In Part I of Lagarias' extensive, annotated bibliography of the $3x+1$ problem, he notes a $1999$ paper by Metzger (reference $112$) regarding the $5x+1$ problem:

For the $5x + 1$ problem he shows that on the positive integers there is no cycle of size $1$, a unique cycle of size $2$, having smallest element $n = 1$, and exactly two cycles of size $3$, having smallest elements $n = 13$ and $n = 17$, respectively.

It is unclear from the notes whether the paper shows that these are the only cycles of the $5x+1$ problem or whether there may exist longer cycles.

Answer 3

Using a Python program, I calculated the orbit starting at 7. It seems to diverge to infinity with exponential speed. I calculated till the numbers exceeded $10^{1000}$. So probably, not every number will end up at 1. And not all numbers will end up in a cycle.

Initially, my program returned to 7 after a large number of steps. However, it turned out that the program made small errors when the numbers became very large. Using the decimal module resolved this problem.

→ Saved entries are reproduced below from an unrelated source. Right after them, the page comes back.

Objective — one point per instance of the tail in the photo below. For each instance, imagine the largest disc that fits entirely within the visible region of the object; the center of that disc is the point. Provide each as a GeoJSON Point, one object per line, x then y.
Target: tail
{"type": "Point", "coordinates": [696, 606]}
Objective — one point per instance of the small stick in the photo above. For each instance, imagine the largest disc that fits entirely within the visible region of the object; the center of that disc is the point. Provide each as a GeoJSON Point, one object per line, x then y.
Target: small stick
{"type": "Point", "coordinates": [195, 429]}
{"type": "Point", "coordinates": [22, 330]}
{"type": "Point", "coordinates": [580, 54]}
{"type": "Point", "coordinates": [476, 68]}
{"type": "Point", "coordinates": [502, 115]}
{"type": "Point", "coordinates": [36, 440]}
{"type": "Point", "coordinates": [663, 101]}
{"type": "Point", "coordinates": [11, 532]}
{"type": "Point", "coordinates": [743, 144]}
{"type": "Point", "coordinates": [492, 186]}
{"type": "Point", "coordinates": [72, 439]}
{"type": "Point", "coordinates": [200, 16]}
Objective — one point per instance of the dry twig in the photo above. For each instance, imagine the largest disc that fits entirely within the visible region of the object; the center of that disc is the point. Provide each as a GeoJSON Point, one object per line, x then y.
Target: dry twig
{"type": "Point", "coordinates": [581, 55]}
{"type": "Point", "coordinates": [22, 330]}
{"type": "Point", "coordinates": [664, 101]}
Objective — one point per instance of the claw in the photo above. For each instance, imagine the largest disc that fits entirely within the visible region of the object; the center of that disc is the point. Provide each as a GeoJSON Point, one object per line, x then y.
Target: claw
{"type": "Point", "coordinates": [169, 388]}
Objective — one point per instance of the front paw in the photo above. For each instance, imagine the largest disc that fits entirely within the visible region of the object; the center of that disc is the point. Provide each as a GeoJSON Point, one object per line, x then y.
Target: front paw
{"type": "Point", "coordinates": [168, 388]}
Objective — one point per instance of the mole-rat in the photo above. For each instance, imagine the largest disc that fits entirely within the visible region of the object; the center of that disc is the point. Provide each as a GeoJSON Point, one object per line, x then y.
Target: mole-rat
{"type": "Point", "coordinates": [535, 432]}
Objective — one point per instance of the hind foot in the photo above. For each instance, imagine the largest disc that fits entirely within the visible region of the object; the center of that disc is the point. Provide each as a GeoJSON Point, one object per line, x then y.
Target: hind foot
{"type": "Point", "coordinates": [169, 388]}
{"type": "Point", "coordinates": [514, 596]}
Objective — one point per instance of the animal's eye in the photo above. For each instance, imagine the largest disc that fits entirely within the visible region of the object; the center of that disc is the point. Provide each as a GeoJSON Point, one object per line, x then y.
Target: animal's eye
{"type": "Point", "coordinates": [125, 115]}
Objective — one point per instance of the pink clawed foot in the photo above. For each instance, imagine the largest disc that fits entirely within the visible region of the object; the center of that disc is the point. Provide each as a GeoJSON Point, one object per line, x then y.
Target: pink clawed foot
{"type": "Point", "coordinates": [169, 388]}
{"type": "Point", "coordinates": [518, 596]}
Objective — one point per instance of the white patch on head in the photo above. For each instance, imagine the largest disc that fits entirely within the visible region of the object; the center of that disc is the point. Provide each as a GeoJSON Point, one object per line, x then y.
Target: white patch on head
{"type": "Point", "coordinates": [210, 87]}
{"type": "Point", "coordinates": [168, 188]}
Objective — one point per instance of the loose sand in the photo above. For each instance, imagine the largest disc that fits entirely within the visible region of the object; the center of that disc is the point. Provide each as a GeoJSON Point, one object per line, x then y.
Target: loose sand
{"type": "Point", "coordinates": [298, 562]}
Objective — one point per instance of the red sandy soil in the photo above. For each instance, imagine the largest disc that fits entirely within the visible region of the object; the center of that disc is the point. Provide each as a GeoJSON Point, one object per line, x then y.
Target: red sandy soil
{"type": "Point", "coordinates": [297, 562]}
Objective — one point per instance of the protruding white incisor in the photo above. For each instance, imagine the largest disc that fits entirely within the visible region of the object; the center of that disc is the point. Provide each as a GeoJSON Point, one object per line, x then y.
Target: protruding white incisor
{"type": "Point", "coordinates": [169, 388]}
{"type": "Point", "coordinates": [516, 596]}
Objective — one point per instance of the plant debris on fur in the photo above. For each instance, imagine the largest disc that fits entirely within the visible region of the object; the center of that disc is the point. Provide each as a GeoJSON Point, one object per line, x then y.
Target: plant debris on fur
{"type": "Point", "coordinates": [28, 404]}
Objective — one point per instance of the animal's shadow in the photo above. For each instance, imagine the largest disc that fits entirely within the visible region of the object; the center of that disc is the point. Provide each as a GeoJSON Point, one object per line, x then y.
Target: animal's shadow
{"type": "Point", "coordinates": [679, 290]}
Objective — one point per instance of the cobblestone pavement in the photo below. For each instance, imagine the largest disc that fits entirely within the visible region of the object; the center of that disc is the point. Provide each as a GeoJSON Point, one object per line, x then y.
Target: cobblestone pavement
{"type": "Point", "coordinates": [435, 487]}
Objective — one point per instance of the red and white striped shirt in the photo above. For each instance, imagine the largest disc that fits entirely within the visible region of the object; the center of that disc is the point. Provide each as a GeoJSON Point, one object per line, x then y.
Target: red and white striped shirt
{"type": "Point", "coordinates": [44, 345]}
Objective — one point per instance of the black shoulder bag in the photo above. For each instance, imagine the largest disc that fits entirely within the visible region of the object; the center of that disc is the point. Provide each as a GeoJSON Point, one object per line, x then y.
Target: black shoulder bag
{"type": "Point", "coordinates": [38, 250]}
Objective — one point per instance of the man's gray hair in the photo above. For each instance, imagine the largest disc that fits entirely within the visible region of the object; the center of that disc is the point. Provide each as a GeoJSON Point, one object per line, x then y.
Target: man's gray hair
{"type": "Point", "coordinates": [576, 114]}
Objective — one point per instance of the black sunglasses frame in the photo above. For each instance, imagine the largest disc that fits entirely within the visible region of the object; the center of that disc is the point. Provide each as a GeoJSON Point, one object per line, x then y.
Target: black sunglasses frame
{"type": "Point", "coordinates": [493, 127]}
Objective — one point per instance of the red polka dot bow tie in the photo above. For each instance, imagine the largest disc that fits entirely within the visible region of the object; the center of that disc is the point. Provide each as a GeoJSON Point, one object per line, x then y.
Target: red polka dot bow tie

Here is the code that I used:

from decimal import *
getcontext().prec=1001
def collatz5(n):
    if n%2 == 0:
        return Decimal(n)/Decimal(2)
    else:
        return Decimal(5)*Decimal(n)+Decimal(1)
n=7
for i in range(100000):
    if n>10**1000:
        print("bound exceeded")
        print("number of steps: ",i)
        break
    n=collatz5(n)